Аста покачала головой:
— Не думаю, что я когда-нибудь привыкну.
— Ко всему можно привыкнуть. Вот ты же привыкла, что твой браслет светится?
Она перевела взгляд на браслет — звезды горели бледным, бледнее солнечного, еле заметным светом. Последний раз так было, когда она встретилась с призраком Томаса, а потом приходила в себя в убежище. Тогда свечение через некоторое время погасло, и Аста догадалась, что браслет так реагирует на опасность, приходя в боевую готовность. Наверно, он светился все время, когда она говорила с призраком Томаса, и потом, когда они со Свеном пробирались по лесу в укрытие, но некогда было на него взглянуть.
Все это она объяснила Эрику. Оба огляделись по сторонам — нет ли чего опасного или странного, но вокруг по-прежнему были лишь скучающие пассажиры да рапсовые поля за окном.

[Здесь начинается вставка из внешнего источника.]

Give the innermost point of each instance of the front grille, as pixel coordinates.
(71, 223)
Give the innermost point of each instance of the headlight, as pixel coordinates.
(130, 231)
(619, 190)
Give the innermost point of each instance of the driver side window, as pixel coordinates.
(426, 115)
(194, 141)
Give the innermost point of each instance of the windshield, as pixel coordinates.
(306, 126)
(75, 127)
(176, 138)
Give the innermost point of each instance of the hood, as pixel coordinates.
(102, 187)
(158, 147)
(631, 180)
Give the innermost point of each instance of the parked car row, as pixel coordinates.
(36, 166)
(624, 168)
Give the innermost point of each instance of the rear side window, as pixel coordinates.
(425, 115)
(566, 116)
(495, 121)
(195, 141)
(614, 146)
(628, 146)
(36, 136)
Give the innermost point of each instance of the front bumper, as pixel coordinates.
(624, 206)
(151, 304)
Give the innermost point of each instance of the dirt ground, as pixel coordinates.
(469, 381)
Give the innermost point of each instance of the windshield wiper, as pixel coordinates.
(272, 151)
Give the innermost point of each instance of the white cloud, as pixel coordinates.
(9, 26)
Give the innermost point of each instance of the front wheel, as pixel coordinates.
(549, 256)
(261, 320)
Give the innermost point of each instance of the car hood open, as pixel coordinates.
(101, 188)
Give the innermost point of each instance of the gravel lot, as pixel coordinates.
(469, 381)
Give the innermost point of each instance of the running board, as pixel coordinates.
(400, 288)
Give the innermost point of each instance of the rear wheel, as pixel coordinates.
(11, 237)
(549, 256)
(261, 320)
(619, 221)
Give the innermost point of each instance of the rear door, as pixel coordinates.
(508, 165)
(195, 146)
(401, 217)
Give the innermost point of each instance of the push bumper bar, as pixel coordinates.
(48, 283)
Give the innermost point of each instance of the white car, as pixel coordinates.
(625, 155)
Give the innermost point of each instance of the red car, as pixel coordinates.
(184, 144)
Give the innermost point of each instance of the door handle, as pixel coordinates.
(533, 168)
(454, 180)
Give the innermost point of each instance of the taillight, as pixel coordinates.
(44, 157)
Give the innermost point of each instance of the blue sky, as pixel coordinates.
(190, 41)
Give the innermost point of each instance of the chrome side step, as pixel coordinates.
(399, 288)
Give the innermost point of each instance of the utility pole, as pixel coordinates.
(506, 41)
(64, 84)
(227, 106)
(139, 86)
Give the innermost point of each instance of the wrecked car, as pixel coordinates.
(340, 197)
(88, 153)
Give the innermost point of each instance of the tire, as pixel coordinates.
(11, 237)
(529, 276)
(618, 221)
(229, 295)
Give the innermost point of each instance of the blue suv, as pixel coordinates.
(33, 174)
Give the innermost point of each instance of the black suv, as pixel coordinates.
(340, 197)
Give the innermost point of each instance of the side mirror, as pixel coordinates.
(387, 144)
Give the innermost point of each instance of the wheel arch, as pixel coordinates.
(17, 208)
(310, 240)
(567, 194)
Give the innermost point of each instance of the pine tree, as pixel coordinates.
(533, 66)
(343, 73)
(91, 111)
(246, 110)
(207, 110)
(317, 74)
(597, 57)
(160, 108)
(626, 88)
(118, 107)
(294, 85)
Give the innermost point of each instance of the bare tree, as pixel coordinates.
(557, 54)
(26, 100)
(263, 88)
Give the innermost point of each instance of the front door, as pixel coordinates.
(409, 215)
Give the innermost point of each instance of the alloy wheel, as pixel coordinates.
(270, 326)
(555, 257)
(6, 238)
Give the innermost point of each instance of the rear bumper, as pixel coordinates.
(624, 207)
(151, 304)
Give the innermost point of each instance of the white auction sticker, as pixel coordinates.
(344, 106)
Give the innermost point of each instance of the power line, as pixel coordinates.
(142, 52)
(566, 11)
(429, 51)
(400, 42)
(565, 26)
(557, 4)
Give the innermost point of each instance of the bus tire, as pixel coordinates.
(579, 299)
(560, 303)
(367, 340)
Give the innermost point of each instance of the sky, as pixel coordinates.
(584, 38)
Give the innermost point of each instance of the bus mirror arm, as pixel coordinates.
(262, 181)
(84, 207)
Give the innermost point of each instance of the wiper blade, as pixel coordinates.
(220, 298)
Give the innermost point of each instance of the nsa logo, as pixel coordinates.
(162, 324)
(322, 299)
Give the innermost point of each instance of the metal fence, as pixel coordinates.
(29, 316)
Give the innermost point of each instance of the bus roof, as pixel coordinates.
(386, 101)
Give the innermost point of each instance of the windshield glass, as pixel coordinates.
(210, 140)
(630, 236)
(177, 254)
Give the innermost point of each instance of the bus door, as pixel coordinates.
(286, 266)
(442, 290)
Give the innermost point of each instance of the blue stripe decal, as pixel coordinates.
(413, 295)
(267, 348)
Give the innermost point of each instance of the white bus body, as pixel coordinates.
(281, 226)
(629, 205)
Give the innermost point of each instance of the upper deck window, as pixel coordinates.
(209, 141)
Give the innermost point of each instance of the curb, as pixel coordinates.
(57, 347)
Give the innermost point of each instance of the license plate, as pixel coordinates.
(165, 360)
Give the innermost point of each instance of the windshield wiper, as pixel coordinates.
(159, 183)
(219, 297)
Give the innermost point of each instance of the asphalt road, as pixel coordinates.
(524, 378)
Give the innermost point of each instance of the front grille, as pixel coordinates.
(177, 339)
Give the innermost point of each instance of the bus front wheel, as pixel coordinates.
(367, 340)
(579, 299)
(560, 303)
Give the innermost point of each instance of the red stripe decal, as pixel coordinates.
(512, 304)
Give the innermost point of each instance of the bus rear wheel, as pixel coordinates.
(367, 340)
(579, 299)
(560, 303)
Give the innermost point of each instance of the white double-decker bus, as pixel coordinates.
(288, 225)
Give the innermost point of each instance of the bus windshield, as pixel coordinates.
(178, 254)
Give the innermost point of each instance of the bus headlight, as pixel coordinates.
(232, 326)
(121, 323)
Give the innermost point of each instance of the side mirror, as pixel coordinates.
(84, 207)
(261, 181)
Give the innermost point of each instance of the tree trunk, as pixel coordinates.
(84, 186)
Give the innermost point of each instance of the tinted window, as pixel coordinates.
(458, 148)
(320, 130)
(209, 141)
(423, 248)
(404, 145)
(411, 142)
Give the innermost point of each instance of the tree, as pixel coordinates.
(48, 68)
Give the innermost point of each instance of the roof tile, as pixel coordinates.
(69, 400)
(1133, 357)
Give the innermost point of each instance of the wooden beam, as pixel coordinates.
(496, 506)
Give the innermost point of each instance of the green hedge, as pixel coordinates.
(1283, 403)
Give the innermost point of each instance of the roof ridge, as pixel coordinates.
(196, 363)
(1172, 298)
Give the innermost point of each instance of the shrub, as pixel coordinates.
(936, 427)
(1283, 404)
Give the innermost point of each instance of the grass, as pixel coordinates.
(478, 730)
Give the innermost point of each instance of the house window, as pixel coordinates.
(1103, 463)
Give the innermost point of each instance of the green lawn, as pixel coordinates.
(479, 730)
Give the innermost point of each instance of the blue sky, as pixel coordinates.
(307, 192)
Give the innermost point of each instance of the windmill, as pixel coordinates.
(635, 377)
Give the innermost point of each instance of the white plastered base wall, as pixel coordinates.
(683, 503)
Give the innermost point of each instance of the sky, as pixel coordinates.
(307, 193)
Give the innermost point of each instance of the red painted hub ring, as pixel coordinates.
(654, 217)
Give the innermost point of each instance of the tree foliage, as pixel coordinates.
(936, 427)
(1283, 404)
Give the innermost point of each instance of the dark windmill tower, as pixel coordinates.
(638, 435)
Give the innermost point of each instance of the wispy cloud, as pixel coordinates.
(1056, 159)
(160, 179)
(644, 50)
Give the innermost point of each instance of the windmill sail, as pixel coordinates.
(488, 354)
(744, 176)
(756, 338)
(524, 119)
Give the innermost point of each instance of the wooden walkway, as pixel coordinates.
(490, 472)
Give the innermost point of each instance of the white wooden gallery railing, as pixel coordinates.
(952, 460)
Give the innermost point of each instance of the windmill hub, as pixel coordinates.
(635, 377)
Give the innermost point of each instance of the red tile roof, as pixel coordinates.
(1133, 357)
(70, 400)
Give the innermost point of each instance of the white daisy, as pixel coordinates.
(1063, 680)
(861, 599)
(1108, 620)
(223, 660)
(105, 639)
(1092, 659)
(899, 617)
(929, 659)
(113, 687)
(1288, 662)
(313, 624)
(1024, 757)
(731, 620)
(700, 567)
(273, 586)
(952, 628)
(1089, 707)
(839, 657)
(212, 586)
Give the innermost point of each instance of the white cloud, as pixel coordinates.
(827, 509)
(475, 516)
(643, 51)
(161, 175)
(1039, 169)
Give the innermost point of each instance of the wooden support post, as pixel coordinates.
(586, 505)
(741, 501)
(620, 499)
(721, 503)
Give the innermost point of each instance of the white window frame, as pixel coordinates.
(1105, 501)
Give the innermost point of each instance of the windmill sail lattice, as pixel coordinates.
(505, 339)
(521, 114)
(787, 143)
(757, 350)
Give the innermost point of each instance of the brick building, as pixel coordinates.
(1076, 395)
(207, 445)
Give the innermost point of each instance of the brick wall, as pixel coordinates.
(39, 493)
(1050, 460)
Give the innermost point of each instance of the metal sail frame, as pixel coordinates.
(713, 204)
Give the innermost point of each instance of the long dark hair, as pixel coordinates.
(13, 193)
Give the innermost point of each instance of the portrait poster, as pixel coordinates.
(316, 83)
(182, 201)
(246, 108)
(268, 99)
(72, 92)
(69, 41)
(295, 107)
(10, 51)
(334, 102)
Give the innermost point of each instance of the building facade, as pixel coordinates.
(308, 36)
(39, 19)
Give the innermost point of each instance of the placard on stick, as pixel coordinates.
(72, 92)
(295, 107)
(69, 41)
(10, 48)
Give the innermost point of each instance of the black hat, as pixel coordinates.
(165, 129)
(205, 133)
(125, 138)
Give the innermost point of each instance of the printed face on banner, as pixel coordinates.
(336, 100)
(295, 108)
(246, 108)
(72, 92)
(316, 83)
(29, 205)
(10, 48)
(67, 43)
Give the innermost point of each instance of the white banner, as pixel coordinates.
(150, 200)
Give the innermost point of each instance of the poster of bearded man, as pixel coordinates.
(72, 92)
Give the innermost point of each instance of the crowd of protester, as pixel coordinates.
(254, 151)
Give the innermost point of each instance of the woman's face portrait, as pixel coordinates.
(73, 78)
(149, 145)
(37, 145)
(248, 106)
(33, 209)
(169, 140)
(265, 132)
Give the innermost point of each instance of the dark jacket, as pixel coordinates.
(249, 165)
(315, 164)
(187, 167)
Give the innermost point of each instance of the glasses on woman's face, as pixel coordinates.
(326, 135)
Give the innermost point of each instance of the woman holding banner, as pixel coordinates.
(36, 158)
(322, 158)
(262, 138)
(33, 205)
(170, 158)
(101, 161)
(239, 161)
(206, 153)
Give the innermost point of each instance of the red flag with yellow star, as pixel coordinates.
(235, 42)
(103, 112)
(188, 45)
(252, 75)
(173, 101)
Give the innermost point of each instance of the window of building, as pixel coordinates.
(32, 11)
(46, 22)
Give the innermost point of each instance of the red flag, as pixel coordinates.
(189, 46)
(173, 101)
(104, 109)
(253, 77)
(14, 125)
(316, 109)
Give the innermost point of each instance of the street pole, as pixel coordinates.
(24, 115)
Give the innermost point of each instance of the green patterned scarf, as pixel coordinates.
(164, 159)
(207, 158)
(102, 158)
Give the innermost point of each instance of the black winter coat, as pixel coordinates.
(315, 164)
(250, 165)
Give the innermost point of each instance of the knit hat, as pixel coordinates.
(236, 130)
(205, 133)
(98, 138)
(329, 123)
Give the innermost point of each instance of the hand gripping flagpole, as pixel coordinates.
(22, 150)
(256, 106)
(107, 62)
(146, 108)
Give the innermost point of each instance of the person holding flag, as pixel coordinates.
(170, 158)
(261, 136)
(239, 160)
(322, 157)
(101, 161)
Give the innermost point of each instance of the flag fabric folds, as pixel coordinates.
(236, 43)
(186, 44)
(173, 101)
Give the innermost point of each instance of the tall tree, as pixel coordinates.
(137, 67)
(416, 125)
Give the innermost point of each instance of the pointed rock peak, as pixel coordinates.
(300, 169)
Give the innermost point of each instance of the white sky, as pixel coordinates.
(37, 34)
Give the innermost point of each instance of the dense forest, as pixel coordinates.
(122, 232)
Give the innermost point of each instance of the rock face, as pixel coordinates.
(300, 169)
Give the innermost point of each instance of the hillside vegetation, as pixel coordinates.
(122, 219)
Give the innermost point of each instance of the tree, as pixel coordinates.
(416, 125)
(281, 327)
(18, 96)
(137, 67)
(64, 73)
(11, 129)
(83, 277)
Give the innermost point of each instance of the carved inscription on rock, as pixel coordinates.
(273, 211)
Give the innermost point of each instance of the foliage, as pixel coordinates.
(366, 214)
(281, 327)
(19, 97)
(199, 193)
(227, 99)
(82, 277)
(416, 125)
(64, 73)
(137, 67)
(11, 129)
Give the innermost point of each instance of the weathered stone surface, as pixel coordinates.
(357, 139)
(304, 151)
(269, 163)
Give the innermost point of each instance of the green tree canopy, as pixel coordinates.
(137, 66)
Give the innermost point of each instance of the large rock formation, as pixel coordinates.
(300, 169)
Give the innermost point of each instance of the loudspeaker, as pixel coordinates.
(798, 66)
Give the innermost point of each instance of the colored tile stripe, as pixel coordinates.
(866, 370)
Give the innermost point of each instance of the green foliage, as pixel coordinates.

— Какая станция перед Арнэльмом? — спросила Аста почему-то шепотом. — Кто-то до нас мог сюда зайти?
Эрик задумался.
— Предыдущая — Муин-Тан. Сейчас она заброшена, но можно остановить поезд по требованию, если вручную включить светофор. Наши соседи, нодийцы, иногда так делают.
Почему-то вдруг стало прохладно и потянуло сырым сквозняком и запахом пепла. Так пахнет поздний октябрь, остывшие его костры из опавших листьев. А в окна по-прежнему светило яркое летнее солнце, и поезд мчался вперед.